Seeking to test this potential, we assessed the accuracy of placement of LUKR implants by orthopaedic surgical trainees unfamiliar with the operation. Through the analysis of synthetic bones used on a LUKR training course, where both PSI and conventional instrumentation were used, we compared the adherence of the trainee surgeons to a specified operative plan using each technique. Our null hypothesis was that there would be no difference in the degree of deviation from the plan using either technique.

Twelve orthopaedic trainees attended an instructional course on LUKR. None of the trainees had practical experience of the procedure and, as part of the course, performed their first two LUKR procedures on synthetic dry bones (Biomet, Bridgend, UK).
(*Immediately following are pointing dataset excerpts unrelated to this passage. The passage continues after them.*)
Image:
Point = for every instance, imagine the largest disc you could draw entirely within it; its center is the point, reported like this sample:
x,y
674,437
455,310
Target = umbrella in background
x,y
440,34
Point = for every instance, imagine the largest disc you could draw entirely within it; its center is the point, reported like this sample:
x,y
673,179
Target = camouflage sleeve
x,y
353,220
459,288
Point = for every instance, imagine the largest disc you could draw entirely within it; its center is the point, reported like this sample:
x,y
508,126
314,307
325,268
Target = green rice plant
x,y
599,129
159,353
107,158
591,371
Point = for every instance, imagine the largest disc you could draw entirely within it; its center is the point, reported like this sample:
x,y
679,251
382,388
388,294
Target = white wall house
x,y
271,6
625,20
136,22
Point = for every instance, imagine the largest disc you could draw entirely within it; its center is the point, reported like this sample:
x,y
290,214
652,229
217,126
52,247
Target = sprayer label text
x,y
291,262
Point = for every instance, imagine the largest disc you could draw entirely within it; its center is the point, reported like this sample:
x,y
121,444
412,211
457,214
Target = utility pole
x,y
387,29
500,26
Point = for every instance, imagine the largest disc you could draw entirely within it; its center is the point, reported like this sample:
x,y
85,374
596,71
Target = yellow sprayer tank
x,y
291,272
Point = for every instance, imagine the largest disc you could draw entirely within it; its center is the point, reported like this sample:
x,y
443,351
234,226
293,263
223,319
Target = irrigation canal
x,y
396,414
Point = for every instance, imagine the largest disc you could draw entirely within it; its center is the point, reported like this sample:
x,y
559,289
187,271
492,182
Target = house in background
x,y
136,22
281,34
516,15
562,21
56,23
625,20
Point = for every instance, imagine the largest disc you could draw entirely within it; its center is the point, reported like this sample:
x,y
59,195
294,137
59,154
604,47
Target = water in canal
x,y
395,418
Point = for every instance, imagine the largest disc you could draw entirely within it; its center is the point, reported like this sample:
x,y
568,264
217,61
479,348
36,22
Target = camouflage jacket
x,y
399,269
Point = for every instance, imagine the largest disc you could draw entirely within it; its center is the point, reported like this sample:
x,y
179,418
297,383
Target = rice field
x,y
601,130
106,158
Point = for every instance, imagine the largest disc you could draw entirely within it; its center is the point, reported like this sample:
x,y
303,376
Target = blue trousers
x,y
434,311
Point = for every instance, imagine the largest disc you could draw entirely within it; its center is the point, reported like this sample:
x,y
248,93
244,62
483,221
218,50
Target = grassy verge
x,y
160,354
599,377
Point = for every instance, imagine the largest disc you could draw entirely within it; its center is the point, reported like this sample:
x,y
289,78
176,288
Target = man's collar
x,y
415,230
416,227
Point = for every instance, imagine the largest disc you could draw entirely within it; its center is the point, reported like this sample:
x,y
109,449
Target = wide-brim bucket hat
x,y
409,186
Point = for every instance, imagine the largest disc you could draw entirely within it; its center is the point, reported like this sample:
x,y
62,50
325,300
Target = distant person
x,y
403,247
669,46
All the synthetic bones were identical and were developed from the computed tomography (CT) scan of a patient with knee osteoarthritis. They consisted of a femur and a tibia joined by tight cords that replicated the collateral and cruciate ligaments.

Prior to performing the LUKRs, all the surgeons were privy to a live demonstration of the procedure using both PSI and conventional instrumentation and were also presented with an instructional booklet, which included detailed diagrams and measurements of the surgical plan. This plan was created by an experienced surgeon on in-house planning software and was designed to recreate the natural joint line using implant positions that could be realistically achieved with conventional instrumentation. PSI guides were designed and produced by Embody (London, UK) using the EOS Formiga P110 Printing System with a medical grade polymer (PA2200) (Figs. 1 and 2).

Each trainee was then charged with performing the LUKR twice: once with PSI (Embody, London, UK) and once with conventional instrumentation (Oxford Phase 3 Instrumentation, Biomet, Bridgend UK). Half the surgeons used PSI first and the other half used conventional instrumentation before swapping over. Trainees were guided individually by experienced faculty and asked to replicate the pre-operative plan.

After the resections were complete, three-dimensionally printed simplified femoral and tibial LUKR implants were glued onto the bones. The implants included multiple reference spikes that were used during the process of registering the implant position relative to the bone (Figs. 3 and 4). An investigator who was blinded to the instrumentation used to prepare the implant beds completed the placement of the implants onto the cut surfaces.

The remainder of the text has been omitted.